Sategna, 5-11, 170 pounds, recorded some of the best performances in track and field nationally as a freshman and followed that up with an impressive sophomore season on the gridiron.
He was named the Northwest Arkansas Democrat-Gazette Newcomer of the Year in track and field and the Class 7A Offensive Newcomer of the Year by the league's coaches.
He recorded bests of 10.80 seconds in the 100 meters, 21.93 in the 200 and 49.93 in the 400 last year. He also had bests of 14.61 in the 110-meter hurdles and 37.67 in the 300-meter hurdles. According to milesplit, his 37.67 seconds is the fifth fastest freshman performance at the distance since 2000. The national freshman class record is 37.22 by Thomas Burns of Miami Northwestern in 2015.
In the long jump, he set a state indoor record for freshmen with a jump of 24 feet, 1.5 inches, which was No. 7 overall nationally, and was just shy of the national freshman record set by Mike Newell in 1996 with a leap of 24-5. He also high jumped 6-6.
The son of Arkansas track assistant Mario Sategna, Isaiah enrolled at Fayetteville a year ago in January and immediately jumped into the indoor season. In his first meet, he broke a 17-year-old school record in the 300 hurdles with a time of 38.32. He scored 54 of the Fayetteville’s 158.5 points to win the Class 6A state outdoor track title.
Over the weekend, he continued his dominating ways. He won five events to lead Fayetteville to the Class 6A state indoor title with 161 points. He set state records in the 60 meters and the 60-meter hurdles with times of 6.86 seconds and 7.88 seconds.

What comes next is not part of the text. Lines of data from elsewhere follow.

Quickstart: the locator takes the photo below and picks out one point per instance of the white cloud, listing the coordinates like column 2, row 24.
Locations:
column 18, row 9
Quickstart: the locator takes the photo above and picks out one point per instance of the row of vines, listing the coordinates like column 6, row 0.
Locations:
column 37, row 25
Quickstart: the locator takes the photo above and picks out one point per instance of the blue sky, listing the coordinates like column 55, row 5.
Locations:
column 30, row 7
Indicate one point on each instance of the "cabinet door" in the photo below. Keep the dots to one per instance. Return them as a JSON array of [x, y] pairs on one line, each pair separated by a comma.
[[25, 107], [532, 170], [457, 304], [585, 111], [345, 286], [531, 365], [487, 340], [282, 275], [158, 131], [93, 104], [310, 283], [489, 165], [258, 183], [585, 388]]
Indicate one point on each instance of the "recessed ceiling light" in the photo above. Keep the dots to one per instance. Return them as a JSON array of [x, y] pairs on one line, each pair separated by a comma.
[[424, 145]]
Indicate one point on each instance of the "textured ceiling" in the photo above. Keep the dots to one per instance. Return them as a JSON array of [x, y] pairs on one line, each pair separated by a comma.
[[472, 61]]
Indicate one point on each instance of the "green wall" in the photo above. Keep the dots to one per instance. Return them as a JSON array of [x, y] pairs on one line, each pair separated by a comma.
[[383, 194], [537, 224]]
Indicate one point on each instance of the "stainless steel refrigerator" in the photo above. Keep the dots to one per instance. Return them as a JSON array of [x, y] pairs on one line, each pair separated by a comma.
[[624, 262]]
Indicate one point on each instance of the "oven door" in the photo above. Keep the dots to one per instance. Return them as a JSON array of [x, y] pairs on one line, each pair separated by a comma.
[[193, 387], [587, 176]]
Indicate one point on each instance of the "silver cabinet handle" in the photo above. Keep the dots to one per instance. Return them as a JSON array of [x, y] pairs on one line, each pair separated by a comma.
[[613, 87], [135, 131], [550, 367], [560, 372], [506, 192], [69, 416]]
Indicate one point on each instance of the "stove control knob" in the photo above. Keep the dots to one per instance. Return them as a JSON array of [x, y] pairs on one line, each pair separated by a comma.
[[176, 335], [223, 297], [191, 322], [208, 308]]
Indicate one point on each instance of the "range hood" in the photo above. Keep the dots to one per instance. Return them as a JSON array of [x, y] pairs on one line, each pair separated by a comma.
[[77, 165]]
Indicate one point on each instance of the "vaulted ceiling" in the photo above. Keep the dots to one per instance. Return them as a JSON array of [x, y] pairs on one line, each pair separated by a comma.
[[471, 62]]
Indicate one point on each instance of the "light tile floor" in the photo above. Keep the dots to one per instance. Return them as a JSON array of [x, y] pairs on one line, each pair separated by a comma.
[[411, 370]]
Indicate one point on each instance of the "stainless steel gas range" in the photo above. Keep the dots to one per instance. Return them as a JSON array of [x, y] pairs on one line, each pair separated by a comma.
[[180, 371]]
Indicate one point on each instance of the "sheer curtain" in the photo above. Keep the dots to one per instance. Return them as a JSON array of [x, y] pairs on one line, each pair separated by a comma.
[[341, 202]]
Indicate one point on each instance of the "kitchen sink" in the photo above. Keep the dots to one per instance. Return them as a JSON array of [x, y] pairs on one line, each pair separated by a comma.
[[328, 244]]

He also won the 200 meters in 21.93 seconds, 400 meters in 49.54 seconds and the long jump with a leap of 23 feet, 1.5 inches. He placed fourth in the high jump at 6 feet, 2.5 inches.
Sategna had 36 receptions for 700 yards for an average of 19 yards per catch while scoring 6 touchdowns for the Bulldogs. He was a first-team all conference selection.
He took part in last year’s spring practice while also competing in track and field.
“He’s just a great overall football player,” Fayetteville coach Casey Dick said. “He kind of came into our system late with the change. Probably about the last half of the season he started getting really comfortable with what he was doing. Everybody knows he can run. He’s probably one of the most explosive kids I’ve been around. He tracks the ball really, really well in the air. He's capable of making big plays. We’ve seen him get rocked a couple of times and he gets right back up and wants to go back into the game. You know he’s tough.”
Dick, a former quarterback at Arkansas from 2005-08, said Sategna is looking to play football and participate in track and field on the next level.
“I believe as of right now, he’s going to do both,” Dick said.
Sategna's father was a three-time All-American at LSU, where he won the 1994 SEC title and the 1995 NCAA title in the decathlon. His mother, Dahlia, was a standout sprinter for LSU and competed for Jamaica in the 1992 Olympics in Spain.
The younger Sategna had 62 catches for 1,247 yards for Austin Westlake’s junior varsity squad as a freshman. Dick believes Sategna has all the tools to be special on the football field.
“He’s got it all,” Dick said. “I’m excited to see where he progresses in the next two years. It’s always a big jump for a guy inbetween their sophomore to junior year. He really didn’t even start scratching the surface of the elite capability that he has until about halfway in the season. Probably Week 6-9 is when he really started playing.”
Sategna is working out with the football team while also focusing on track and field.
“He’s been in the weight room lifting with us a couple of mornings per week making sure that strength is maintained,” Dick said. “He’s working hard at both things. He’s not able to get in there all the time, but as far as him getting in there and working he does a good job at it.”